In [0]:
import os

# --- TECHNICAL REQUIREMENT: Serverless ML Scratch Space ---
# We must point Spark ML to a UC Volume for temporary checkpointing
temp_ml_path = "/Volumes/workspace/default/uk_land_registry/ml_temp"

# Ensure the directory exists
dbutils.fs.mkdirs(temp_ml_path)

# Set the environment variable so the CrossValidator knows where to 'spill' data
os.environ['SPARKML_TEMP_DFS_PATH'] = temp_ml_path

print(f"Serverless ML environment configured. Temp path set to: {temp_ml_path}")

Serverless ML environment configured. Temp path set to: /Volumes/workspace/default/uk_land_registry/ml_temp


In [0]:
from pyspark.ml.classification import DecisionTreeClassifier, RandomForestClassifier, LogisticRegression
from pyspark.ml.tuning import CrossValidator, ParamGridBuilder
from pyspark.ml.evaluation import MulticlassClassificationEvaluator

# 1. Load our Scaled Silver Data
data = spark.read.parquet("/Volumes/workspace/default/uk_land_registry/silver_engineered_parquet")

# 2. Data Splitting Strategy
train_df, test_df = data.randomSplit([0.8, 0.2], seed=42)

# --- TECHNICAL REQUIREMENT: Define Evaluator ---
# This must be defined BEFORE the CrossValidator uses it
evaluator = MulticlassClassificationEvaluator(labelCol="type_label", predictionCol="prediction", metricName="accuracy")
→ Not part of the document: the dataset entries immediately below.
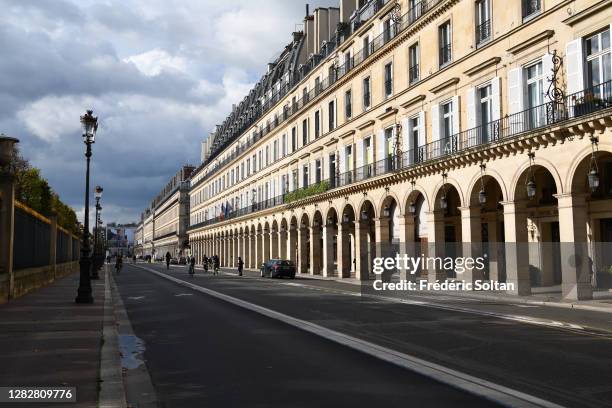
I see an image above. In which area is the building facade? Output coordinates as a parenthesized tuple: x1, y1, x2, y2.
(139, 165, 194, 260)
(187, 0, 612, 301)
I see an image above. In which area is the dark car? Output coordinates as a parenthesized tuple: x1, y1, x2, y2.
(170, 257, 179, 265)
(178, 256, 187, 265)
(260, 259, 296, 279)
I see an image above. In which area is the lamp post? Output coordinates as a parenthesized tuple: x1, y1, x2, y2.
(75, 110, 98, 304)
(91, 185, 103, 280)
(0, 134, 19, 300)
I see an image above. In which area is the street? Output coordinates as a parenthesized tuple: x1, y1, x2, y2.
(114, 264, 496, 407)
(114, 263, 612, 408)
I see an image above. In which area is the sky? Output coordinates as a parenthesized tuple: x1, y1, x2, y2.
(0, 0, 332, 224)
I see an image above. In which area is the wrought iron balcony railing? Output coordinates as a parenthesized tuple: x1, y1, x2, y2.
(188, 80, 612, 231)
(475, 19, 491, 45)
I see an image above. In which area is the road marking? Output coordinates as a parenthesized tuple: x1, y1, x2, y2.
(175, 293, 193, 297)
(127, 296, 145, 300)
(136, 264, 563, 408)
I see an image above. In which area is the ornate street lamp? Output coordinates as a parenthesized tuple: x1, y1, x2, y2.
(440, 173, 448, 211)
(408, 180, 416, 214)
(383, 205, 390, 217)
(91, 185, 103, 280)
(478, 163, 487, 205)
(75, 110, 98, 304)
(526, 152, 536, 200)
(588, 136, 600, 193)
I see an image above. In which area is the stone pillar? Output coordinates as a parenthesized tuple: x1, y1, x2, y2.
(374, 217, 392, 281)
(426, 211, 446, 282)
(0, 172, 16, 300)
(487, 219, 501, 281)
(460, 206, 483, 284)
(323, 223, 336, 277)
(354, 220, 369, 280)
(310, 226, 322, 275)
(502, 201, 531, 296)
(288, 226, 298, 264)
(337, 222, 351, 278)
(256, 232, 263, 269)
(263, 231, 271, 262)
(49, 215, 58, 280)
(249, 232, 256, 269)
(271, 229, 279, 259)
(398, 216, 416, 281)
(555, 194, 593, 300)
(279, 228, 287, 259)
(297, 226, 309, 274)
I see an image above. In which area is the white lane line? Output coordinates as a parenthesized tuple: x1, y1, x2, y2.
(135, 264, 563, 408)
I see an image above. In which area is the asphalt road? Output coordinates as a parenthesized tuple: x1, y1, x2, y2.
(127, 262, 612, 408)
(114, 264, 497, 407)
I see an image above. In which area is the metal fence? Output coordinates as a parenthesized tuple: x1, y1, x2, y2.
(56, 230, 70, 264)
(72, 238, 79, 261)
(13, 206, 51, 270)
(189, 80, 612, 231)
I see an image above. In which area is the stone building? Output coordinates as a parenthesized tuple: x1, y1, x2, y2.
(186, 0, 612, 300)
(140, 165, 194, 260)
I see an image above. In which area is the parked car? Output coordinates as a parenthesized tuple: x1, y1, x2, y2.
(260, 259, 296, 279)
(178, 256, 187, 265)
(170, 258, 179, 265)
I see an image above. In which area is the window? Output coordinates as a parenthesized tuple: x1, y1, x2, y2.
(409, 43, 419, 84)
(252, 154, 256, 172)
(246, 158, 251, 176)
(291, 127, 297, 152)
(442, 100, 455, 139)
(345, 145, 353, 172)
(439, 22, 452, 67)
(259, 150, 263, 169)
(345, 90, 352, 119)
(315, 160, 322, 183)
(363, 36, 371, 59)
(265, 146, 269, 166)
(526, 61, 545, 127)
(383, 19, 392, 42)
(478, 84, 493, 141)
(384, 62, 393, 98)
(282, 134, 287, 156)
(302, 119, 308, 145)
(314, 111, 321, 138)
(302, 165, 309, 187)
(315, 77, 321, 95)
(522, 0, 541, 20)
(363, 76, 371, 109)
(364, 137, 373, 177)
(475, 0, 491, 45)
(585, 29, 611, 90)
(303, 87, 309, 103)
(273, 140, 278, 160)
(410, 115, 421, 163)
(292, 169, 298, 191)
(328, 101, 335, 131)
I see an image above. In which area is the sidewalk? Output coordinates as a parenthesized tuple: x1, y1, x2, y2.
(0, 268, 117, 407)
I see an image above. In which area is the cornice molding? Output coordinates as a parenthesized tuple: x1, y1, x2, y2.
(507, 30, 554, 54)
(376, 108, 398, 121)
(429, 77, 460, 94)
(357, 119, 375, 131)
(400, 94, 426, 109)
(463, 57, 501, 76)
(564, 0, 611, 26)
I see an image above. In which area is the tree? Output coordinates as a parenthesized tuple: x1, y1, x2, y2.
(12, 147, 79, 233)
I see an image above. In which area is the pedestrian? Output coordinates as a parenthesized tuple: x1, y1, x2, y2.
(165, 251, 171, 270)
(237, 256, 244, 277)
(213, 255, 220, 276)
(189, 256, 196, 277)
(203, 255, 208, 273)
(115, 254, 123, 274)
(132, 254, 136, 264)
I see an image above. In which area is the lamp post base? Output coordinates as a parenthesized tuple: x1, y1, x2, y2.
(75, 257, 94, 304)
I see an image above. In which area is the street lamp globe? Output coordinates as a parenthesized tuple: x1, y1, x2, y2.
(478, 189, 487, 205)
(588, 167, 600, 193)
(80, 110, 98, 144)
(95, 185, 103, 200)
(526, 180, 537, 200)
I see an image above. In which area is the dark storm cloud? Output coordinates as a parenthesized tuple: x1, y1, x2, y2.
(0, 0, 335, 223)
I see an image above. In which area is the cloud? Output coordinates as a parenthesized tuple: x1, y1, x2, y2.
(0, 0, 336, 224)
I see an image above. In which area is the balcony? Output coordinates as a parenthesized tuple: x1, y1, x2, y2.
(188, 81, 612, 231)
(475, 19, 491, 46)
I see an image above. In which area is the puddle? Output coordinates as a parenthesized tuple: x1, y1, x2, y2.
(119, 334, 146, 370)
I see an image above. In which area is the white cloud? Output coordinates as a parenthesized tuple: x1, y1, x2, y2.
(123, 48, 188, 76)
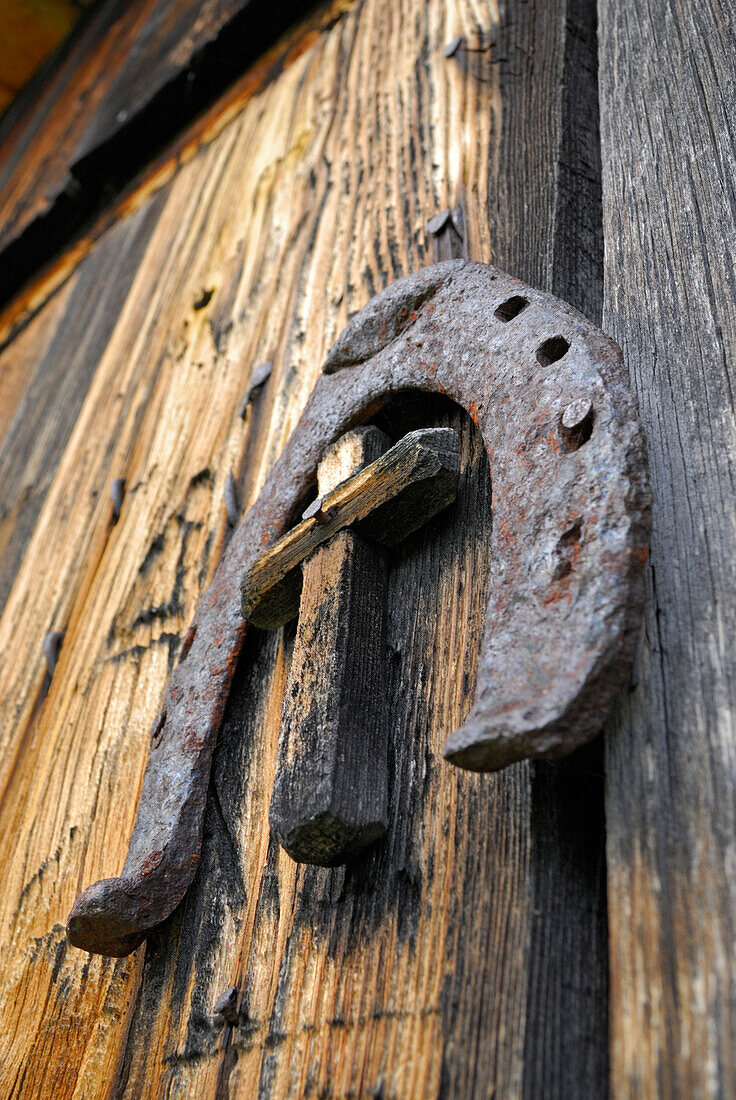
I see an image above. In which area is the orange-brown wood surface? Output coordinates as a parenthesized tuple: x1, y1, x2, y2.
(0, 1, 609, 1094)
(16, 0, 736, 1094)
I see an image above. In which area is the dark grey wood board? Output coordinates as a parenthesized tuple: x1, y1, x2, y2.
(599, 0, 736, 1094)
(495, 0, 610, 1094)
(269, 427, 393, 866)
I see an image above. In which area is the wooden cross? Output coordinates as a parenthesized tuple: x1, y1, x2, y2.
(242, 426, 461, 864)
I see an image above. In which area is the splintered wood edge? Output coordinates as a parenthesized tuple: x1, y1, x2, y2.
(241, 427, 460, 629)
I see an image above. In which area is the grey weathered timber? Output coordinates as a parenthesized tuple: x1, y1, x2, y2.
(269, 427, 391, 865)
(599, 1, 736, 1094)
(0, 197, 163, 618)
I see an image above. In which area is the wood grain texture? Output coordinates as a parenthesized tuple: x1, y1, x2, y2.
(0, 193, 165, 618)
(0, 0, 314, 311)
(0, 0, 158, 256)
(0, 0, 608, 1094)
(599, 2, 736, 1095)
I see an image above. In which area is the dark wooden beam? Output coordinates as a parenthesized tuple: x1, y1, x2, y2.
(269, 427, 391, 865)
(0, 0, 319, 312)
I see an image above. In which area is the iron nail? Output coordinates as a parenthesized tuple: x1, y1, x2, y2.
(443, 35, 464, 58)
(562, 398, 593, 431)
(214, 985, 239, 1026)
(427, 209, 451, 235)
(238, 360, 273, 418)
(110, 477, 126, 523)
(225, 472, 239, 526)
(560, 398, 594, 448)
(43, 631, 65, 678)
(443, 35, 491, 58)
(250, 360, 273, 390)
(450, 202, 465, 238)
(302, 496, 331, 524)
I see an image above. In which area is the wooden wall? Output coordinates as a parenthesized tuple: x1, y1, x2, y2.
(0, 0, 732, 1096)
(0, 0, 95, 115)
(600, 0, 736, 1093)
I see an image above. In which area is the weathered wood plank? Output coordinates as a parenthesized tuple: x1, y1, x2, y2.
(270, 427, 391, 865)
(599, 1, 736, 1094)
(518, 2, 609, 1094)
(0, 0, 608, 1095)
(0, 194, 165, 618)
(0, 0, 158, 258)
(115, 1, 609, 1094)
(0, 0, 315, 311)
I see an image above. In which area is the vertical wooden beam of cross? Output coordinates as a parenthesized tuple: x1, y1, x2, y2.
(269, 427, 390, 864)
(245, 426, 461, 865)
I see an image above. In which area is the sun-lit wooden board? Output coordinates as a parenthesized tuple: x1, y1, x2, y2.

# --- TECHNICAL REQUIREMENT 2a: Implement at least 3 MLlib algorithms ---

# Algorithm 1: Decision Tree (with Hyperparameter Tuning)
dt = DecisionTreeClassifier(labelCol="type_label", featuresCol="scaled_features")
paramGrid = ParamGridBuilder().addGrid(dt.maxDepth, [5, 10]).build()
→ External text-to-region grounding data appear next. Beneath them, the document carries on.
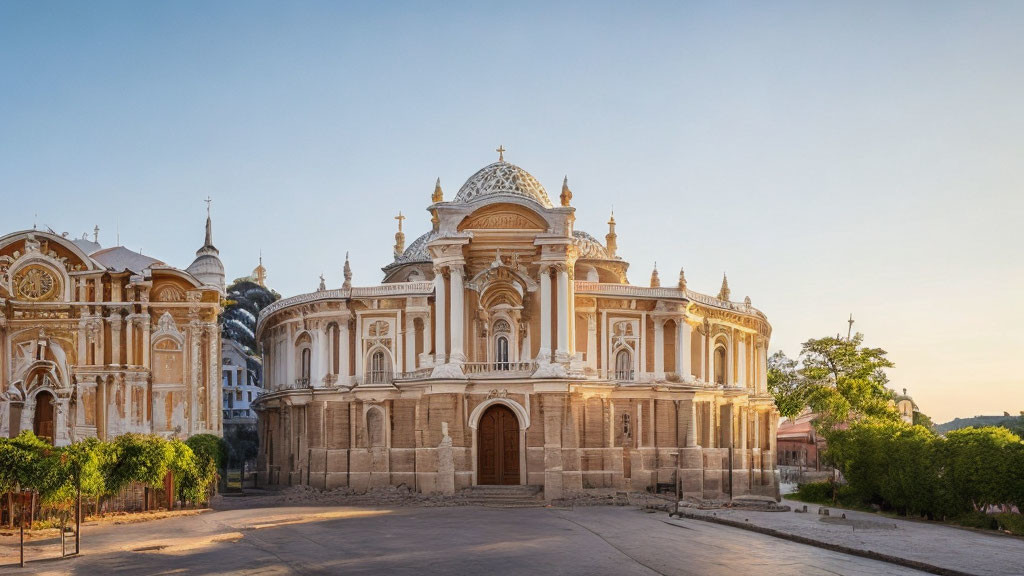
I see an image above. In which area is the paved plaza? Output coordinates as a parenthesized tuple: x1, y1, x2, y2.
(0, 502, 937, 576)
(683, 497, 1024, 576)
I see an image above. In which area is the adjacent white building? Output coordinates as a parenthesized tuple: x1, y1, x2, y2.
(222, 339, 261, 424)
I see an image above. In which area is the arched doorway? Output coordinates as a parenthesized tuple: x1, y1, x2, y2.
(33, 391, 55, 444)
(477, 404, 520, 485)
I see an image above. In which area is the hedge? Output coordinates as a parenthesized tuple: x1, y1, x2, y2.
(0, 431, 220, 509)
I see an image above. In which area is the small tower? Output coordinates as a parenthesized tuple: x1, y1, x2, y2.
(717, 273, 731, 301)
(252, 253, 267, 287)
(342, 252, 352, 290)
(605, 210, 618, 258)
(393, 211, 406, 259)
(186, 197, 226, 294)
(431, 178, 443, 231)
(560, 176, 573, 207)
(678, 267, 687, 291)
(650, 263, 660, 287)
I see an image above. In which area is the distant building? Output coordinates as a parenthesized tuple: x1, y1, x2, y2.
(776, 410, 823, 470)
(222, 339, 261, 424)
(894, 388, 919, 424)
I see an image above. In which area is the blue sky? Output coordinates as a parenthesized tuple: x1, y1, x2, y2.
(2, 2, 1022, 421)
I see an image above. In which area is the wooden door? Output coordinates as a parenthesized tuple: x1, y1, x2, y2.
(33, 391, 55, 444)
(478, 404, 520, 485)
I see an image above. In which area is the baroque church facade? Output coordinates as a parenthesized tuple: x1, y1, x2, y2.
(0, 213, 224, 445)
(254, 152, 780, 500)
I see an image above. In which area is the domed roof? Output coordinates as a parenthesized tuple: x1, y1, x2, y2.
(572, 230, 611, 259)
(453, 161, 553, 208)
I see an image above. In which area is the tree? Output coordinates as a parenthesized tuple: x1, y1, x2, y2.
(800, 333, 897, 436)
(767, 351, 807, 418)
(220, 279, 280, 352)
(913, 411, 935, 431)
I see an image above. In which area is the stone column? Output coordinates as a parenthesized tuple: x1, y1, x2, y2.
(125, 316, 134, 365)
(758, 341, 768, 395)
(404, 314, 416, 371)
(110, 314, 122, 366)
(585, 313, 597, 370)
(538, 265, 552, 361)
(699, 327, 706, 383)
(449, 264, 465, 364)
(339, 320, 351, 384)
(433, 266, 447, 365)
(653, 319, 665, 380)
(141, 313, 151, 368)
(421, 315, 433, 366)
(737, 334, 747, 388)
(679, 318, 691, 381)
(708, 341, 716, 386)
(315, 325, 327, 383)
(555, 266, 569, 362)
(686, 399, 698, 447)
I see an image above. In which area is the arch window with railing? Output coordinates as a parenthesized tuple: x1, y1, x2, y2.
(299, 348, 311, 387)
(714, 345, 727, 385)
(366, 348, 393, 385)
(492, 319, 512, 370)
(614, 348, 634, 381)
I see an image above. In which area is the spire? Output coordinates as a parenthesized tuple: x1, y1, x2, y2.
(203, 196, 215, 248)
(393, 211, 406, 259)
(342, 252, 352, 290)
(650, 263, 660, 287)
(252, 252, 267, 287)
(717, 273, 731, 301)
(560, 176, 573, 207)
(432, 178, 444, 203)
(93, 225, 99, 244)
(678, 267, 687, 291)
(605, 209, 618, 258)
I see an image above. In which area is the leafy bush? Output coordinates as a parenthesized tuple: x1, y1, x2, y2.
(186, 433, 227, 472)
(101, 434, 174, 494)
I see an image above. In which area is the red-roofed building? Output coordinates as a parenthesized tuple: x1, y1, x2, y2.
(777, 410, 823, 470)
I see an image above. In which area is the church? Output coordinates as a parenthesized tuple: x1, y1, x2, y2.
(0, 211, 224, 445)
(254, 150, 780, 501)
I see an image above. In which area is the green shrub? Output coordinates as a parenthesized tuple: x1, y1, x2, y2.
(994, 513, 1024, 535)
(186, 433, 227, 472)
(953, 511, 998, 530)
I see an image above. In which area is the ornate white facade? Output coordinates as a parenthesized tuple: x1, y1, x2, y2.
(255, 153, 779, 500)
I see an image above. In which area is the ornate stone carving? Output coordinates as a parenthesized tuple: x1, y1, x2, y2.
(13, 266, 58, 301)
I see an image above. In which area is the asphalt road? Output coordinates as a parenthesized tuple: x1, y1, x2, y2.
(1, 504, 928, 575)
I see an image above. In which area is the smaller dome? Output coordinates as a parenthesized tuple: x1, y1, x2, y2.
(572, 230, 611, 259)
(454, 161, 553, 208)
(188, 254, 225, 292)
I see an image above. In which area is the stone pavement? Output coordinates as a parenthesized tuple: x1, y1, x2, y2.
(678, 497, 1024, 576)
(0, 503, 930, 575)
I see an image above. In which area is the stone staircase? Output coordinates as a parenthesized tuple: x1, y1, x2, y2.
(461, 485, 545, 508)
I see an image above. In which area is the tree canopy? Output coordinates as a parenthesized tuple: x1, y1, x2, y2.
(220, 278, 280, 352)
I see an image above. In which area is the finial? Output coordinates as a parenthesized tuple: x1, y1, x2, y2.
(650, 263, 660, 287)
(342, 252, 352, 290)
(717, 273, 731, 301)
(847, 313, 855, 340)
(496, 144, 506, 162)
(318, 274, 326, 291)
(393, 211, 407, 260)
(678, 267, 687, 291)
(93, 225, 100, 243)
(204, 195, 212, 217)
(560, 176, 573, 207)
(744, 295, 751, 308)
(605, 208, 618, 259)
(432, 178, 444, 203)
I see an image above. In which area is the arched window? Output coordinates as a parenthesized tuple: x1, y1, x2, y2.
(714, 346, 727, 385)
(367, 349, 392, 385)
(300, 348, 311, 386)
(492, 319, 512, 370)
(615, 349, 633, 381)
(495, 336, 510, 370)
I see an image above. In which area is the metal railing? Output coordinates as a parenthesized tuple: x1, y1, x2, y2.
(462, 361, 535, 376)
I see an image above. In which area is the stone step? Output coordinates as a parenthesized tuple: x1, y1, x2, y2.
(465, 484, 542, 494)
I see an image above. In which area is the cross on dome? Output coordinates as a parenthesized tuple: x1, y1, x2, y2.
(395, 211, 405, 232)
(496, 145, 506, 162)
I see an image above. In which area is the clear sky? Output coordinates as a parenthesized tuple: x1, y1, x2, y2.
(2, 2, 1021, 422)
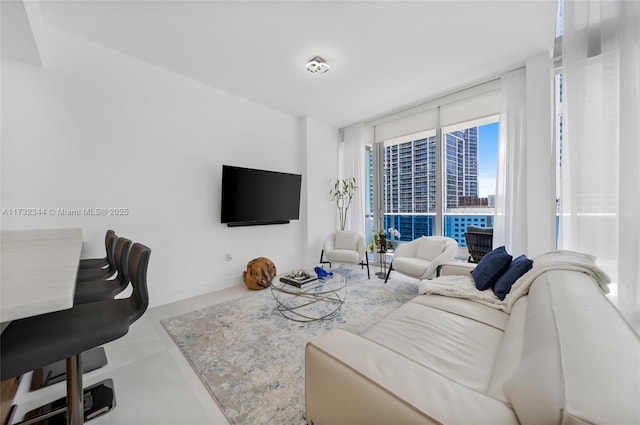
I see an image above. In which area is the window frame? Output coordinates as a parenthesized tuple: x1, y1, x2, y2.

cv = CrossValidator(estimator=dt, 
                    estimatorParamMaps=paramGrid, 
                    evaluator=evaluator, 
                    numFolds=3)

print("Training Algorithm 1: Decision Tree (with CV)...")
dt_model = cv.fit(train_df)

# Algorithm 2: Random Forest
print("Training Algorithm 2: Random Forest...")
rf = RandomForestClassifier(labelCol="type_label", featuresCol="scaled_features", numTrees=10)
rf_model = rf.fit(train_df)

# Algorithm 3: Logistic Regression
print("Training Algorithm 3: Logistic Regression...")
lr = LogisticRegression(labelCol="type_label", featuresCol="scaled_features", maxIter=10)
lr_model = lr.fit(train_df)

# --- TECHNICAL REQUIREMENT 2a: Model Serialization ---
# Saving the best version of each algorithm
dt_model.bestModel.write().overwrite().save("/Volumes/workspace/default/uk_land_registry/models/best_dt_model")
rf_model.write().overwrite().save("/Volumes/workspace/default/uk_land_registry/models/rf_model")
lr_model.write().overwrite().save("/Volumes/workspace/default/uk_land_registry/models/lr_model")

print("Notebook 3 Complete: 3 Algorithms Trained and Serialized.")

Training Algorithm 1: Decision Tree (with CV)...
Training Algorithm 2: Random Forest...
Training Algorithm 3: Logistic Regression...
Notebook 3 Complete: 3 Algorithms Trained and Serialized.